El reconocimiento del beneficio exige el cumplimiento de requisitos formales y materiales. Entre ellos, la actividad laboral o educativa debe encontrarse inscrita en el Libro de Registro correspondiente del establecimiento penitenciario. Si la actividad no ha sido registrada, no procede el reconocimiento del tiempo acumulado. La redención por trabajo se acredita mediante la planilla de control laboral efectiva, mientras que la redención por educación requiere evaluaciones mensuales aprobatorias y su respectiva planilla educativa. Asimismo, cada jornada computable debe tener una duración mínima de cuatro horas y máxima de ocho.
En este contexto, el Decreto Legislativo N.º 1737, publicado el 12 de febrero de 2026, introduce, entre otros, una modificación relevante en la tramitación del beneficio de redención de pena, particularmente respecto de la autoridad encargada de resolver las solicitudes. La norma modifica el artículo 47-A del CEP, estableciendo que la solicitud de redención debe ser conocida por el órgano jurisdiccional competente.
Con esta modificación, la determinación del beneficio deja de recaer exclusivamente en la administración penitenciaria y pasa a ser evaluada por el juzgado correspondiente, al cual debe remitirse la solicitud junto con la documentación penitenciaria pertinente. Esto implica que el procedimiento adquiere una naturaleza jurisdiccional, en la medida en que será el juez quien examine el cumplimiento de los requisitos legales, el cómputo del tiempo redimido y la procedencia del beneficio.
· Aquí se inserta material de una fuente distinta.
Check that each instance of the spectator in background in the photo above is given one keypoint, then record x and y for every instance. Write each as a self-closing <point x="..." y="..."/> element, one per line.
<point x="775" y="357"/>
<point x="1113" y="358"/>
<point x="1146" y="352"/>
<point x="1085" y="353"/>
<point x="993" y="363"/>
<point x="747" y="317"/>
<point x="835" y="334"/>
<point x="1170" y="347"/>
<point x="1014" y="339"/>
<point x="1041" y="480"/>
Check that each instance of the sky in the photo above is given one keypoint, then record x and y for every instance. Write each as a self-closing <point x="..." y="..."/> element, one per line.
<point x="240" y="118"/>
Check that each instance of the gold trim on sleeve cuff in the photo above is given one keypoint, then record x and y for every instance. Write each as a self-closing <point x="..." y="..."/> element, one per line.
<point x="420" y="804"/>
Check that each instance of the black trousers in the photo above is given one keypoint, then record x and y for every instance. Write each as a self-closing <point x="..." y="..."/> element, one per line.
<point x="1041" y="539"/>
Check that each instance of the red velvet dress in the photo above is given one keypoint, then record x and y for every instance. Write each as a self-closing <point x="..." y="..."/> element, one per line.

El traslado de competencia al órgano jurisdiccional supone que el reconocimiento del tiempo de redención se integre dentro del control judicial de la ejecución penal. El juzgado deberá verificar los informes del establecimiento penitenciario, los registros laborales o educativos, el cómputo efectuado por la administración y cualquier otra documentación relevante. De este modo, el procedimiento se articula dentro del marco del proceso de ejecución de la pena, en el cual el juez cumple funciones de control sobre el cumplimiento de la condena y los beneficios asociados.
La modificación normativa también incide en la dinámica institucional del sistema penitenciario, pues la administración penitenciaria continúa siendo responsable del registro, control y certificación de las actividades del interno, pero la decisión final sobre el reconocimiento del beneficio corresponde al órgano judicial. Esta distribución de funciones establece una diferenciación entre la verificación administrativa del cumplimiento de requisitos y la decisión jurisdiccional sobre su reconocimiento.
De esta manera, la redención de la pena continúa configurándose como un beneficio penitenciario basado en el esfuerzo personal del interno, cuya acreditación depende de la documentación generada por la administración penitenciaria y cuya determinación final corresponde ahora al órgano jurisdiccional. La normativa vigente establece así un procedimiento que articula la intervención administrativa y judicial dentro del sistema de ejecución penal.
En síntesis, la redención de la pena se mantiene como un mecanismo de reducción del tiempo de condena sustentado en el trabajo y la educación del interno, con requisitos formales vinculados al registro y control penitenciario. El Decreto Legislativo N.º 1737 introduce una modificación en la autoridad competente para resolver las solicitudes, incorporando al juzgado dentro del procedimiento y configurando un esquema de control judicial en el reconocimiento del beneficio, en el marco de las disposiciones del CEP.